Sosyal medya kullanıcılarının da bilinçlendirilmesi gerekiyor. Amerikalılar, özel alan incelemelerinin sadece yabancılara uygulandığını düşünebilir ama sosyal medya etkileşimin olduğu bir alan, incelenen bir hesabın üzerinden pekala sizinki de radara girebilir. Bu nedenle, sosyal medya hesaplarını inceleyen resmi kuruluşlar kendi iç denetimleri, toplumdaki insan hakları örgütleri ve Kongre tarafından da sürekli denetlenmelidir."
- ABD vize başvurularında 5 yıllık sosyal medya hesabı sunma şartı
2016 Başkanlık seçimleri sırasında göçmenler üzerine, özellikle Müslümanların ABD'ye girişini yasaklama vaadinde bulunan Trump, göreve geldiği ilk günlerde bazı Müslüman ülkelere yönelik uygulamaya başladığı "seyahat yasağı" kararı büyük tepkilere neden olmuştu.
Karar, Temyiz Mahkemesince 3 sefer durdurulduğu halde Yüksek Mahkeme tarafından onaylanmıştı.
Trump yönetimi, bu yasağa ek olarak öncelikle Mart 2018'de "ABD'ye vize başvurusu yapanların son 5 yılın sosyal medya hesaplarının incelenmesi" şartını gündeme getirmişti.
Bir yıl sonra yönetim, vize başvurularında "aşırı incelemeyi" sağlamak amacıyla sosyal medya hesaplarının incelenmesi şartını 23 Mayıs'ta yürürlüğe koydu.

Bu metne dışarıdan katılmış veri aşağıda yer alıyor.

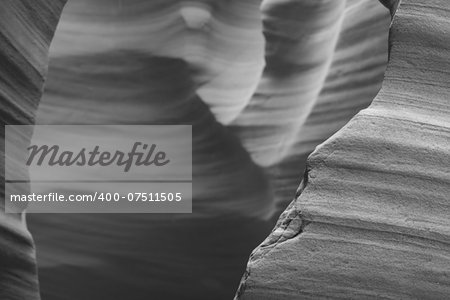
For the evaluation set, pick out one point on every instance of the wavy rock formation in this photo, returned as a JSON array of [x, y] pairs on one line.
[[372, 216], [26, 29], [261, 88]]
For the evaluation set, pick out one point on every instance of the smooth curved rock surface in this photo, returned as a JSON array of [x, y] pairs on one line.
[[199, 63], [26, 29], [371, 220]]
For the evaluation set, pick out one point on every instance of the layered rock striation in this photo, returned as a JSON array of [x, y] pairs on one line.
[[371, 219]]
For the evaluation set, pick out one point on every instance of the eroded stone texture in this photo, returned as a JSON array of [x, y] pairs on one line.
[[372, 219], [26, 29]]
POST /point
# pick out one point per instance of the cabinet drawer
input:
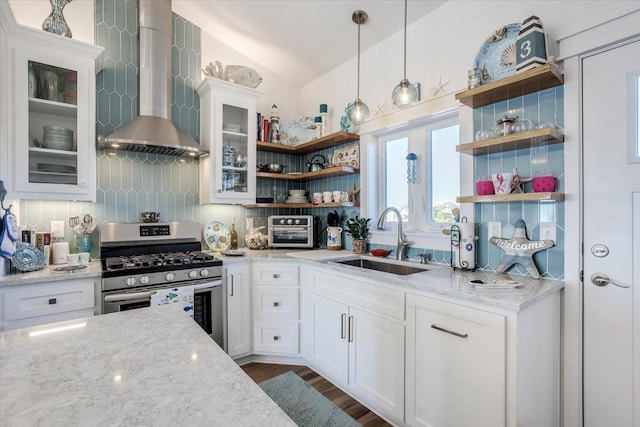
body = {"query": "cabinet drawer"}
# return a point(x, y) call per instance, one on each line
point(357, 293)
point(271, 303)
point(275, 337)
point(46, 299)
point(275, 274)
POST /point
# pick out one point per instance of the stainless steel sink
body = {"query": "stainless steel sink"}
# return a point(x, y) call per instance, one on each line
point(386, 267)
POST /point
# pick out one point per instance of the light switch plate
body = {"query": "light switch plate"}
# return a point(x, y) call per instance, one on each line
point(548, 231)
point(495, 229)
point(57, 229)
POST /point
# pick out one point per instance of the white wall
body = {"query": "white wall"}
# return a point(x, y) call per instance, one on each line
point(443, 45)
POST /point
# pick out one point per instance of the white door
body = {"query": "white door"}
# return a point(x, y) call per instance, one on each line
point(611, 237)
point(329, 352)
point(376, 360)
point(239, 325)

Yeni prosedürlere göre, ABD konsolosluk yetkilileri vize başvurusu yapanlardan önceki tüm pasaport numaralarını, beş yıllık sosyal medya tanıtıcılarını, e-posta adreslerini, telefon numaralarını, adres, istihdam ve seyahat geçmişi dahil 15 yıllık biyografik tüm bilgileri talep edebilecek.
Yeni uygulamayı eleştirenler de bu taleplerin işlemlerde aşırı külfetli olacağını, özellikle uluslararası öğrencilerin ve bilim adamlarının vize başvurularında uzun gecikmelere yol açacağından ABD'ye gelmelerini engelleyeceğini savunuyor.